Karena dinilai terlalu vokal, beliau sering dibuang ke beberapa tempat seperti ke Lampung dan Ambon. Sejak pembuangannya ke Ambon, Tirto Adhi Soerjo tak mampu berbuat apa-apa dalam perkembangan kegiatan-kegiatan di Jawa. Medan Prijaji telah diberangus, dan Sarekat Islam jatuh ke tangan H.O.S. Tjokroaminoto, dan beberapa usaha yang dirintisnya telah diambil alih.
Selama enam bulan Tirto Adhi Soerjo menjalani masa pembuangan, dan semua yang telah dirintis dan dibesarkannya selama bertahun-tahun kandas. Tak bisa ditolak bahwa sikapnya yang tidak mampu membatasi diri juga turut menyebabkan usahanya hancur. Tirto Adhi Soerjo kembali ke Jawa dalam keadaan tak memiliki apa-apa. Akhirnya pada tanggal 7 Desember 1918, Tirto Adhi Soerjo meninggal dunia di Batavia.

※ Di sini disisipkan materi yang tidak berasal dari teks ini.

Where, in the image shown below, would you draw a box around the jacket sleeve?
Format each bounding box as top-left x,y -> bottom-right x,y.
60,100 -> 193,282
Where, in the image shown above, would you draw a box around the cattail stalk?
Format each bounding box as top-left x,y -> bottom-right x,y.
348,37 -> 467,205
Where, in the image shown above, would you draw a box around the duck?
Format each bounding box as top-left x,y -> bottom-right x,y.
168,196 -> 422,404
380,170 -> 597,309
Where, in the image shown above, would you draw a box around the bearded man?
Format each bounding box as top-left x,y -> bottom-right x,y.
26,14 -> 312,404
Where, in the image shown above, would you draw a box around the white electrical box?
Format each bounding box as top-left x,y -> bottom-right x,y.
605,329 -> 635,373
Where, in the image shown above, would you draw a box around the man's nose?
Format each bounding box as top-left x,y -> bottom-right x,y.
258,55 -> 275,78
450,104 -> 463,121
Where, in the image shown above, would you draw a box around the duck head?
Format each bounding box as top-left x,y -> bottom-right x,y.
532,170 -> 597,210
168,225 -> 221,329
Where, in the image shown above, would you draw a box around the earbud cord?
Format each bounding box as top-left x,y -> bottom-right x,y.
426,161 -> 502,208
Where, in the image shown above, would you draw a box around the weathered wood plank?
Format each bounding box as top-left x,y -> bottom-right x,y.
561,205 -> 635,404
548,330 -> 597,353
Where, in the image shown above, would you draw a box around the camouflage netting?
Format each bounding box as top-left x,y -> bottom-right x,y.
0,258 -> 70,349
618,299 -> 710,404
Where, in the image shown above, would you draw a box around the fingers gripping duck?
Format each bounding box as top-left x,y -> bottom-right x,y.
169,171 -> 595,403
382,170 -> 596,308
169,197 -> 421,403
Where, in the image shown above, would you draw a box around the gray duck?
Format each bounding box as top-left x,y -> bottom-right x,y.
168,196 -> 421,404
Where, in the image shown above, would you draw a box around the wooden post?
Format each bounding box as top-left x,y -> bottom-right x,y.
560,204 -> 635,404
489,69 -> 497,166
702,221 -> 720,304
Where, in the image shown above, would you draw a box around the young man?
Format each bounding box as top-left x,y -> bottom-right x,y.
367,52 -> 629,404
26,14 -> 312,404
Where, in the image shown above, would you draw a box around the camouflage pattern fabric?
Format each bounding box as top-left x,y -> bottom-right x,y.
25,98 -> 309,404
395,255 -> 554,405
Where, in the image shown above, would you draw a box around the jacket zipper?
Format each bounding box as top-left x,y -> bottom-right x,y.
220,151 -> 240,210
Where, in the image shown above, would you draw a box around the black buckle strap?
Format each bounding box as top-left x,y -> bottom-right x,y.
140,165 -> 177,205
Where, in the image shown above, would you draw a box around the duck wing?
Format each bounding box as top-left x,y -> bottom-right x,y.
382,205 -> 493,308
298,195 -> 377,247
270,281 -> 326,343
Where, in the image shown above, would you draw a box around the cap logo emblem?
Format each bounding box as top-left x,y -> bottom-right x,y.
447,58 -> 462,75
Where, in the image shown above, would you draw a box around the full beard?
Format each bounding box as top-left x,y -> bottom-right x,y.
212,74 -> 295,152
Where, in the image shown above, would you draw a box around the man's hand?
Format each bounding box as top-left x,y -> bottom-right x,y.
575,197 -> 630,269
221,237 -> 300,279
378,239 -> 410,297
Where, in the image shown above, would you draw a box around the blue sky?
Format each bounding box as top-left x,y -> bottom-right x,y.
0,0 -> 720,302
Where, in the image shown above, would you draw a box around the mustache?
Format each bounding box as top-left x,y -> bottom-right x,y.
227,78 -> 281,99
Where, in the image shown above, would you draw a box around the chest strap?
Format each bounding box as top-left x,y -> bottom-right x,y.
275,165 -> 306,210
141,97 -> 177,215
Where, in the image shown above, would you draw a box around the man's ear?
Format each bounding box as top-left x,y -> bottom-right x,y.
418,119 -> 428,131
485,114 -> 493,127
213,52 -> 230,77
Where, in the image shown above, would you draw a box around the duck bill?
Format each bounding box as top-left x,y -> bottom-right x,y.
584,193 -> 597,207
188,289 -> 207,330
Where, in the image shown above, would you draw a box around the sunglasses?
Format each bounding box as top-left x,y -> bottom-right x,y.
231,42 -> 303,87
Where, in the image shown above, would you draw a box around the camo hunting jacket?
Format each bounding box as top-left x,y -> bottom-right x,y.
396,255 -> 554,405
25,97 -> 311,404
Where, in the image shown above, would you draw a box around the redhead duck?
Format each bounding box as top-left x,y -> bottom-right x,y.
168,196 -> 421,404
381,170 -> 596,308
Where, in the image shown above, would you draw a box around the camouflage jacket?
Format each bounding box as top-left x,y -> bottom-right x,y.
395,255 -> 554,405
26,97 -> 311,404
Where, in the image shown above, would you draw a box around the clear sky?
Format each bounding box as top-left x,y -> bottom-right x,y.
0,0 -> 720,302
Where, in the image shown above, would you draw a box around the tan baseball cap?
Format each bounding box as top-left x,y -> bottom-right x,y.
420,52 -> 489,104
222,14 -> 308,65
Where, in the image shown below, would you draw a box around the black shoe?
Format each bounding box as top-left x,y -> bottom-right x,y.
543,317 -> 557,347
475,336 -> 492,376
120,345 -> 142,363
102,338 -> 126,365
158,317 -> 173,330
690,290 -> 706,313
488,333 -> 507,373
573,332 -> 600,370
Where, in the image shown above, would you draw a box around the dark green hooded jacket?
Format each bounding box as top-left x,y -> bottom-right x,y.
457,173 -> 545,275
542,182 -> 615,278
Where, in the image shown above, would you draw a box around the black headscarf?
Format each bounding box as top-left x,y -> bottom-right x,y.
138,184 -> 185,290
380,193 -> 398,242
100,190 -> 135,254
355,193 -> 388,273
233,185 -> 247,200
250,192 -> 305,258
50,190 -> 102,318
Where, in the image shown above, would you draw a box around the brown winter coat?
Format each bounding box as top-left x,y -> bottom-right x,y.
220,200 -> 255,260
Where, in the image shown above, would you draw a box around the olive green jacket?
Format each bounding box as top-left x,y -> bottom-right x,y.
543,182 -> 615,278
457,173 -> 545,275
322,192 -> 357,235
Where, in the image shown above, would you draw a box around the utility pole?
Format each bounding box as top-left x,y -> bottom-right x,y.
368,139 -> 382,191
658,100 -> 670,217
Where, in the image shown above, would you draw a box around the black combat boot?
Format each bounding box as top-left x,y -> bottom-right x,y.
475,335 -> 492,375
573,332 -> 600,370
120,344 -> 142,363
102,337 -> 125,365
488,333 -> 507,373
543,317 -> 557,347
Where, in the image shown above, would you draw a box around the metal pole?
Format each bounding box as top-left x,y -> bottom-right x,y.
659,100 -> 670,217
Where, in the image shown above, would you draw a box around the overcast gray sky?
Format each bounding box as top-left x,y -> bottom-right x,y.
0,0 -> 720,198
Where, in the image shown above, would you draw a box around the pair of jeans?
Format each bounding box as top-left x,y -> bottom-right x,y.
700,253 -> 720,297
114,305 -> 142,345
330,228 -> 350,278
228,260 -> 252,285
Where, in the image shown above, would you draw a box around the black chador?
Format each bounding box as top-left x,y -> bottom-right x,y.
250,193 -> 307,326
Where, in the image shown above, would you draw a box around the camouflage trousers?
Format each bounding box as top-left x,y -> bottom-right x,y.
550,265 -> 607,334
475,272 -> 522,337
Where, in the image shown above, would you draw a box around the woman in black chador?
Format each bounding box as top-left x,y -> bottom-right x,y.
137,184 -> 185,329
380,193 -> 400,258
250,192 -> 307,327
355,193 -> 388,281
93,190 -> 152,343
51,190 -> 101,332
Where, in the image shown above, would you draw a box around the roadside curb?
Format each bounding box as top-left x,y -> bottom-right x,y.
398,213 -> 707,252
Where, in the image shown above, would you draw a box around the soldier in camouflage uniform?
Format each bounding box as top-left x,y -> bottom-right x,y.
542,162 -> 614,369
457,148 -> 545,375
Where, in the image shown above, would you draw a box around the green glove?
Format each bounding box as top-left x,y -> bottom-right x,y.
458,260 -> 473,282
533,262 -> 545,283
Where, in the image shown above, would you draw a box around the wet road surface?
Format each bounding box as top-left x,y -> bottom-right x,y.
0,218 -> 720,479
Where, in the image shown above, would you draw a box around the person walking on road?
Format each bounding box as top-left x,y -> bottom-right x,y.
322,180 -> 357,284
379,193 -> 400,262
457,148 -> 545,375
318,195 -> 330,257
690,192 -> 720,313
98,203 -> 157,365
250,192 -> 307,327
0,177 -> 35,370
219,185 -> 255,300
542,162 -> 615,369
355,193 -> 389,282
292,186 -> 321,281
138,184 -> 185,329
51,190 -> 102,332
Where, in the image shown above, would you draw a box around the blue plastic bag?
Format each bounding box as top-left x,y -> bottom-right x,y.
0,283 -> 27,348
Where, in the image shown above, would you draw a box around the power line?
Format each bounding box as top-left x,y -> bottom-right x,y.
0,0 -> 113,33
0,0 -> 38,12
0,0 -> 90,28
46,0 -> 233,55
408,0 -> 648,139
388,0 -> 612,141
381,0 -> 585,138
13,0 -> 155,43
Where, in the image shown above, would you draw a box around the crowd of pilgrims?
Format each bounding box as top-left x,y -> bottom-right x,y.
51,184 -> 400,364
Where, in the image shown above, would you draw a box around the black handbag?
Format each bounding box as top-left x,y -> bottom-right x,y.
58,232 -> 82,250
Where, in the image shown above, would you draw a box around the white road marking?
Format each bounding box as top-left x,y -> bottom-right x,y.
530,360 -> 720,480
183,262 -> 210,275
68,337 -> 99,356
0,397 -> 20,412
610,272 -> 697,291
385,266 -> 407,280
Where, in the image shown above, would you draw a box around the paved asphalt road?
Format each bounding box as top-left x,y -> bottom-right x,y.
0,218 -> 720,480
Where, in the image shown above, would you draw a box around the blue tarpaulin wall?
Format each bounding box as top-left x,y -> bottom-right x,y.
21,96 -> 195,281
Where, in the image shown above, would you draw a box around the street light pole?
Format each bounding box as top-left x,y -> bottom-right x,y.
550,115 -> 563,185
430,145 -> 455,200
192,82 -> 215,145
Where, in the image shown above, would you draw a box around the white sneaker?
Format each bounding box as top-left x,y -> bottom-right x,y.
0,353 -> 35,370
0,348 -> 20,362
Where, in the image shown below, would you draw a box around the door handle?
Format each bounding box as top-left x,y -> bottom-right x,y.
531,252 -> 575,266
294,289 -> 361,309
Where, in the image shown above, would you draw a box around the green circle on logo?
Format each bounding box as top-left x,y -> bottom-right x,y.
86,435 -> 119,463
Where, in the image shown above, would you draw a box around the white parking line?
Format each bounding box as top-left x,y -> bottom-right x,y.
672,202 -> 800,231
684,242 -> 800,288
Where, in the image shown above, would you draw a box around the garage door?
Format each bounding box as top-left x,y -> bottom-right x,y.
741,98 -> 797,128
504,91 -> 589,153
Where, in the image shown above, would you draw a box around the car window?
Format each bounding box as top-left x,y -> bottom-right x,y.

Tirto Adhi Soerjo, selain menjadi kebanggaan pers nasional juga menjadi kebanggaan insan pers dan masyarakat Cianjur, karena Tirto Adhio Soerjo, berjuang dan menapaki awal penerbitan surat kabar “Soenda Berita” di Cianjur. Patung Tirto Adhi Soerjo yang ada di sisi kiri teras masuk Bale Pawarti Sekrtariar PWI Perwakilan Kabupaten Cianjur, untuk mengingatkan generasi muda atas jasa-jasa beliau dan jangan melupakan sejarah. Apalagi sampai tidak tahu siapa Tirto Adhi Soerjo, itu, kebangetan namanya.(dari berbagai sumber/mans).